Estamos inmersos en un cambio estructural del crecimiento. Un cambio marcado por la emergencia climática y la voluntad de transformar nuestro mundo hacia una prosperidad mínima global y la restauración y conservación de nuestro medioambiente. Ante el cambio climático, la prioridad a largo plazo para las empresas ha de ser la resiliencia ambiental de las organizaciones. Por ello, toda estrategia de negocio debe pasar por la reducción del riesgo del cambio climático, teniendo en cuenta los costes y beneficios económicos y sociales. En consecuencia, solo las empresas que contribuyan a un impacto social y medioambientalmente sostenible serán socialmente aceptadas. Una empresa será competitiva si se organiza, produce y sirve de forma eficiente, responsable y teniendo en cuenta sus impactos medioambientales.
Esta transición está llena de obstáculos. Es natural que así sea.
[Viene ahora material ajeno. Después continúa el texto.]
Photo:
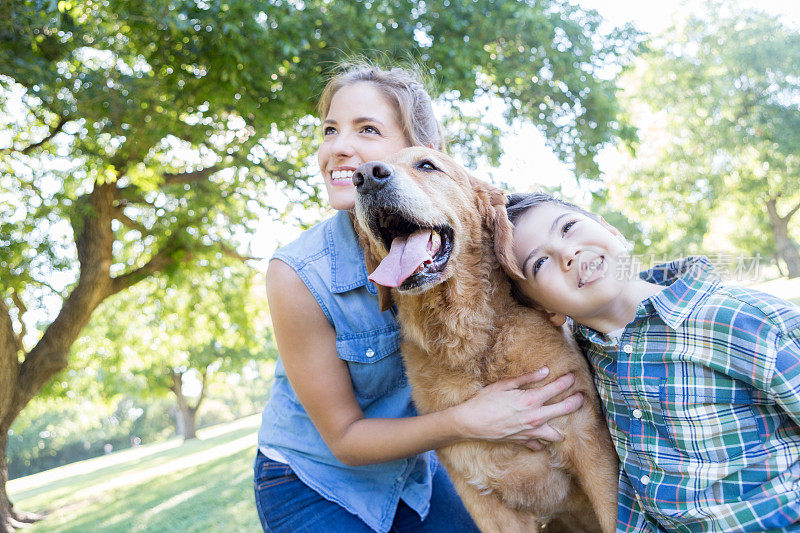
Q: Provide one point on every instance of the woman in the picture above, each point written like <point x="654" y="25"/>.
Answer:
<point x="341" y="447"/>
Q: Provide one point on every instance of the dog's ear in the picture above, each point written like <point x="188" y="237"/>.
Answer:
<point x="492" y="207"/>
<point x="385" y="300"/>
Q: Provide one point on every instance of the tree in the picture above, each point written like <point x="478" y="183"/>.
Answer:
<point x="146" y="131"/>
<point x="720" y="97"/>
<point x="164" y="331"/>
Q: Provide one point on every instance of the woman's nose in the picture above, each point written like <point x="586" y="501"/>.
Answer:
<point x="343" y="145"/>
<point x="569" y="256"/>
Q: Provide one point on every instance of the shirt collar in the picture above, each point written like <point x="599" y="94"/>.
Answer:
<point x="688" y="282"/>
<point x="348" y="270"/>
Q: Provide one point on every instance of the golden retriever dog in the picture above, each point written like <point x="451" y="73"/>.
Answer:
<point x="435" y="234"/>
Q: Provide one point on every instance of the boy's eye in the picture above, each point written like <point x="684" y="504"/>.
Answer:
<point x="538" y="264"/>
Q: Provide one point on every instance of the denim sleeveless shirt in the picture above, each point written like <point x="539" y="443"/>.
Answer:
<point x="330" y="262"/>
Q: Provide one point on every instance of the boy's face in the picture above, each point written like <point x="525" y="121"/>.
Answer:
<point x="571" y="262"/>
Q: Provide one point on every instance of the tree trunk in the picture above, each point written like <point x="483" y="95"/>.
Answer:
<point x="786" y="248"/>
<point x="7" y="522"/>
<point x="186" y="415"/>
<point x="10" y="517"/>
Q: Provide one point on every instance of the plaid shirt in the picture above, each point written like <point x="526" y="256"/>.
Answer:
<point x="702" y="398"/>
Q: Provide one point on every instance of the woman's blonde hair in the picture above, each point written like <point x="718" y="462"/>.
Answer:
<point x="404" y="89"/>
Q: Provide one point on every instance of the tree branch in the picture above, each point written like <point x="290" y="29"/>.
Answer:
<point x="22" y="310"/>
<point x="132" y="193"/>
<point x="53" y="132"/>
<point x="165" y="258"/>
<point x="202" y="391"/>
<point x="128" y="222"/>
<point x="9" y="361"/>
<point x="791" y="213"/>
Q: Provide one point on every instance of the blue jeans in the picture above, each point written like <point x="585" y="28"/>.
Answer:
<point x="286" y="504"/>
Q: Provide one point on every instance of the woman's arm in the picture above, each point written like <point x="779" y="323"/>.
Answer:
<point x="307" y="344"/>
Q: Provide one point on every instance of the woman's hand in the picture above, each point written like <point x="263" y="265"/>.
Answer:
<point x="505" y="412"/>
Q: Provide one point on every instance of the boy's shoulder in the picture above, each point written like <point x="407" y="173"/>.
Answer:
<point x="739" y="306"/>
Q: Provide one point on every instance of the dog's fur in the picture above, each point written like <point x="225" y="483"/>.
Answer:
<point x="464" y="331"/>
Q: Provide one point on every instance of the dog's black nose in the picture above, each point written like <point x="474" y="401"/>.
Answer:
<point x="371" y="176"/>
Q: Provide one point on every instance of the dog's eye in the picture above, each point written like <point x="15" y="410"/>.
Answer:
<point x="426" y="165"/>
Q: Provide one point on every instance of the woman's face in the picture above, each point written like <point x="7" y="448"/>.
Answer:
<point x="361" y="126"/>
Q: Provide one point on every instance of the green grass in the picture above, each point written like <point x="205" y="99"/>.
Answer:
<point x="783" y="288"/>
<point x="203" y="485"/>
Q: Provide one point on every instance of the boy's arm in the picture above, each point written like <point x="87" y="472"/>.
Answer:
<point x="785" y="382"/>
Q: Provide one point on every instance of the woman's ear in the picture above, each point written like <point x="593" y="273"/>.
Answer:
<point x="556" y="319"/>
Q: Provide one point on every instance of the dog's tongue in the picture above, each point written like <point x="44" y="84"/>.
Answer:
<point x="405" y="256"/>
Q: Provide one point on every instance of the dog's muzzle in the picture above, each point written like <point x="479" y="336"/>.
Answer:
<point x="372" y="176"/>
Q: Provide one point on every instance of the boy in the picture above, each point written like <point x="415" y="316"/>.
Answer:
<point x="700" y="382"/>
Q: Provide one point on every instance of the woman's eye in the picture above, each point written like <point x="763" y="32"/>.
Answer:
<point x="538" y="264"/>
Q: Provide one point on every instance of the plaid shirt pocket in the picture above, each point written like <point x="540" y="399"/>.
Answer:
<point x="710" y="423"/>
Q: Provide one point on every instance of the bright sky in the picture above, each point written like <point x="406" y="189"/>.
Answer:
<point x="528" y="163"/>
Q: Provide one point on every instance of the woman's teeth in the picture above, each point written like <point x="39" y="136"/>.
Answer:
<point x="342" y="175"/>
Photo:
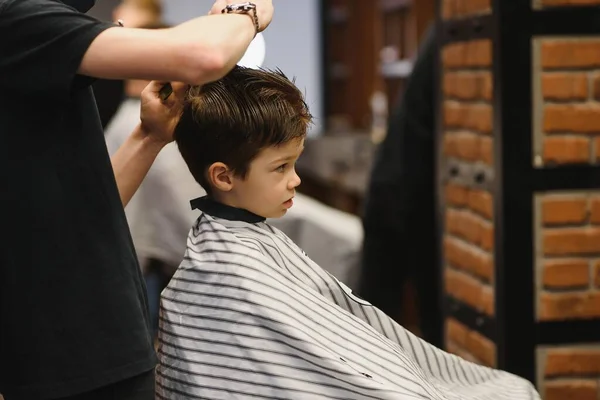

Siguiendo las sabias palabras de Arthur Schopenhauer, “el cambio es la única cosa inmutable”: romper con los viejos modelos y dejarlos ir es una tarea ardua y penosa. El cambio no es fácil ni para las personas ni para las empresas. Aun así, tanto los consumidores como las empresas están progresivamente aceptando que tienen un cometido primordial en el impulso del desarrollo sostenible. En este sentido, las muestras del cambio se están acumulando y reflejan que los beneficios tangibles e intangibles de hacer la transición superan el riesgo y el esfuerzo.
No estamos ante una realidad sencilla. El método tradicional de crecimiento económico nos ha llevado a un problema de emergencia climática. La imperiosa necesidad de cambio se refleja ante el continuo recordatorio de los expertos, reunidos en la COP27, de cambiar nuestro modelo económico actual. De no hacerlo, el coste sería demasiado alto: destruir la vida conocida en el planeta para finales de este siglo.